Goldman Sachs: „Gottes Werk“ und Teufels Beitrag

In einem Gespräch mit der britischen Zeitung „Sunday Times“ traf der Chef der Investmentbank Goldman Sachs, Lloyd Blankfein, eine umstrittene Äußerung. Banker verrichteten „Gottes Werk“, zitierte ihn die Zeitung und löste damit eine heftige Reaktion aus. Relativ kurz nach Ausbruch der Finanzkrise, die einen Anstieg der Arbeitslosigkeit in vielen Ländern ausgelöst hatte, erschien der Ausdruck vermessen und überheblich. Im Dezember 2017 ist Lloyd Blankfein nach wie vor Chef der Bank mit Sitz in New York.

Deutsche Bahn: Peinlicher Fehlstart

Man ist es fast schon gewohnt: Peinliche Pannen und schlechte Ausreden bei der Deutschen Bahn – auch beim Prestigeobjekt Berlin-München. Denn auf die glamouröse Eröffnung folgen Ausfälle und Verspätungen. Ein Projekt historischen Ausmaßes hatte der Konzern verkündet sowie die größte Angebotsverbesserung in der Geschichte der Deutschen Bahn. Doch gleich am ersten Tag folgte die Blamage. Kaum mit einem Gala-Abend eröffnet, wurde ein ICE mit Ehrengästen vom Zugsicherungssystem ETCS ausgebremst, das alles vollautomatisch macht. Der Grund: Ein Raddurchmesser war in der Werkstatt falsch eingegeben worden. Das führte zu falschen Tempoberechnungen während der Fahrt, ETCS war verwirrt und ordnete eine Zwangsbremsung an. Auch bei der Pünktlichkeit hapert es: Die Bahn muss das Netz sanieren, aber Baustelle bringen Verspätungen und Ausfälle. Baut sie nicht, läuft es eines Tages auf das gleiche hinaus. Das Langfristziel „85 Prozent pünktlich“ gibt Bahnchef Lutz aber nicht auf.
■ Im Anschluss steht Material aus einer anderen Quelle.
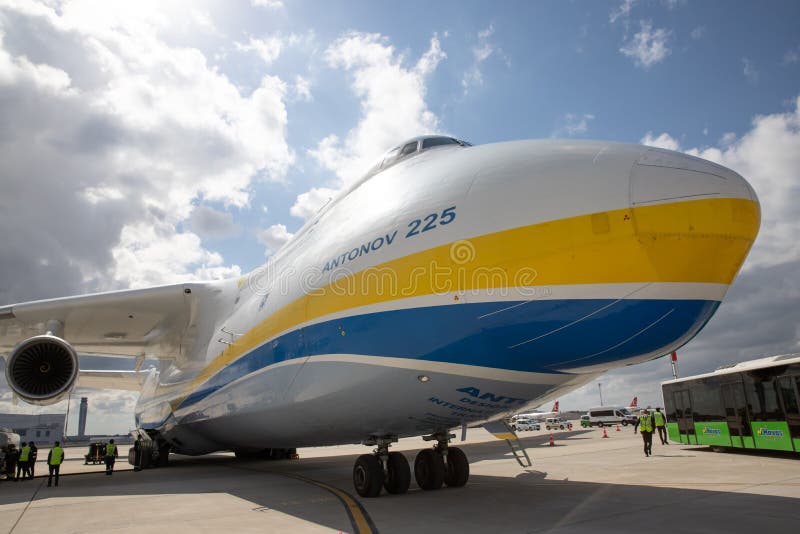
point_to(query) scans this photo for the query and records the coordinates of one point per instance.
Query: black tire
(429, 470)
(398, 473)
(456, 472)
(368, 475)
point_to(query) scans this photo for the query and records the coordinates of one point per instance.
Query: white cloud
(662, 141)
(270, 4)
(117, 136)
(273, 237)
(648, 46)
(268, 49)
(750, 72)
(622, 12)
(392, 103)
(302, 89)
(208, 222)
(481, 52)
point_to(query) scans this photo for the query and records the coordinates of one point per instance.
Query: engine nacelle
(42, 369)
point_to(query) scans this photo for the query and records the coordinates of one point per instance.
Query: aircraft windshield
(412, 147)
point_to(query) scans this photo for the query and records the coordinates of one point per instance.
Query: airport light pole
(673, 359)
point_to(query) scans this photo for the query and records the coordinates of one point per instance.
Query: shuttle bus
(750, 405)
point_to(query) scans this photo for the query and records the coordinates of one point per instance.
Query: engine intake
(42, 369)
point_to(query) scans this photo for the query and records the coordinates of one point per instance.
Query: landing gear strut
(382, 469)
(442, 464)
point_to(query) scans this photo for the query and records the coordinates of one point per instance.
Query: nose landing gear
(442, 464)
(381, 469)
(390, 470)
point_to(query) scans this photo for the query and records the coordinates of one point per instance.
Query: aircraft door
(736, 413)
(683, 409)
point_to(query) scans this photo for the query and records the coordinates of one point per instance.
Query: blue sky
(168, 141)
(548, 61)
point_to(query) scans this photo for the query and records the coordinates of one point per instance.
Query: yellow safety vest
(56, 456)
(645, 423)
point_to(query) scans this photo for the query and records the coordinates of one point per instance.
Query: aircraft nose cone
(666, 176)
(696, 220)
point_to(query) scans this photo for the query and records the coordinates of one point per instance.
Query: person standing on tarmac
(22, 461)
(32, 459)
(646, 429)
(111, 456)
(661, 426)
(54, 459)
(12, 454)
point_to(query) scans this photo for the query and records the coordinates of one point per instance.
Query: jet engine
(42, 369)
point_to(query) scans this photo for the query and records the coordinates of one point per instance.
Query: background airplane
(448, 287)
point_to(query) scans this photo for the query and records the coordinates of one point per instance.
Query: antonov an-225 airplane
(451, 286)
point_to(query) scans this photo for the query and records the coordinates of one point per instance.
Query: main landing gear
(433, 467)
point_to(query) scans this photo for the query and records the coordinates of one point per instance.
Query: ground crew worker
(111, 456)
(32, 459)
(11, 461)
(661, 426)
(22, 462)
(54, 459)
(646, 430)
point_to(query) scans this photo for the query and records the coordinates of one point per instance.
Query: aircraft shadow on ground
(527, 502)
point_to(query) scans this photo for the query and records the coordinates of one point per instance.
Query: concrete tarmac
(583, 484)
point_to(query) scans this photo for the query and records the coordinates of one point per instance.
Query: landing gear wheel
(368, 475)
(429, 470)
(398, 474)
(457, 470)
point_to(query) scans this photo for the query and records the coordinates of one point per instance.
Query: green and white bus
(750, 405)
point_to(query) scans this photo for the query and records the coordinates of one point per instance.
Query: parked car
(557, 423)
(525, 425)
(610, 415)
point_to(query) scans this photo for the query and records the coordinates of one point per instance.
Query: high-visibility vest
(659, 418)
(645, 423)
(56, 456)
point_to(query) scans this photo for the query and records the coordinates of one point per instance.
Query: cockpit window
(410, 148)
(438, 141)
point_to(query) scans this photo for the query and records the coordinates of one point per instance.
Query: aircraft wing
(160, 322)
(125, 380)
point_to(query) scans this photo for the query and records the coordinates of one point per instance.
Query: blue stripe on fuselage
(534, 336)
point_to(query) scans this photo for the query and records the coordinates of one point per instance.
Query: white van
(610, 415)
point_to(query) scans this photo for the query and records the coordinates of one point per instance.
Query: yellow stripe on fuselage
(702, 241)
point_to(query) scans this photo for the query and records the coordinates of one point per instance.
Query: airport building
(43, 429)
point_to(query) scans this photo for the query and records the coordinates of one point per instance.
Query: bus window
(788, 394)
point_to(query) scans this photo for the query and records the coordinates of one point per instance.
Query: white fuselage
(456, 287)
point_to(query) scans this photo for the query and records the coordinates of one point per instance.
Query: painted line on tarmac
(359, 518)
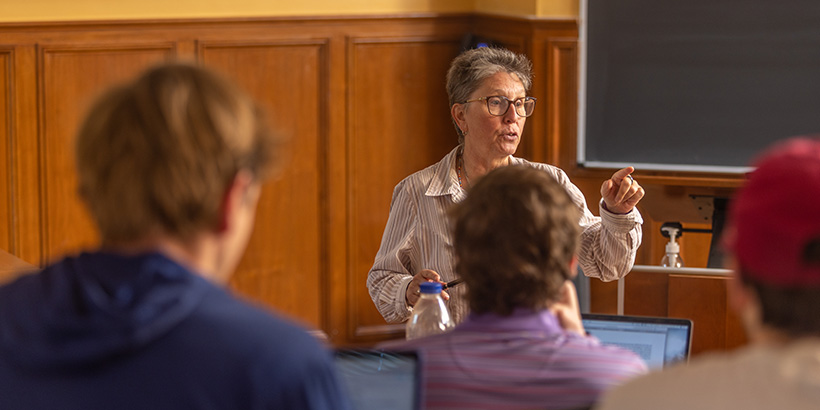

Nokia: Einfach „vergessen“

Schon älter, aber trotzdem peinlich: 2006 wurde der damalige Chef von Nokia bei einem Ausrutscher erwischt: Olli-Pekka Kallasvuo kam gerade aus der Schweiz und hatte bei der Einreise nach Finnland „vergessen“, ein paar Reisemitbringsel im Wert von 11.000 Euro zu verzollen. Ihm sei nicht bewusst gewesen, dass er von einem Nicht-EU-Land in ein EU-Land reise, sagt er damals. Und das von einem ausgebildeten Jurist. Die Vergesslichkeit kostete ihn stattliche 31.000 Euro Strafe. Immerhin: Kallasvuo nahm es gelassen und entschuldigte sich freundlich für sein Missgeschick.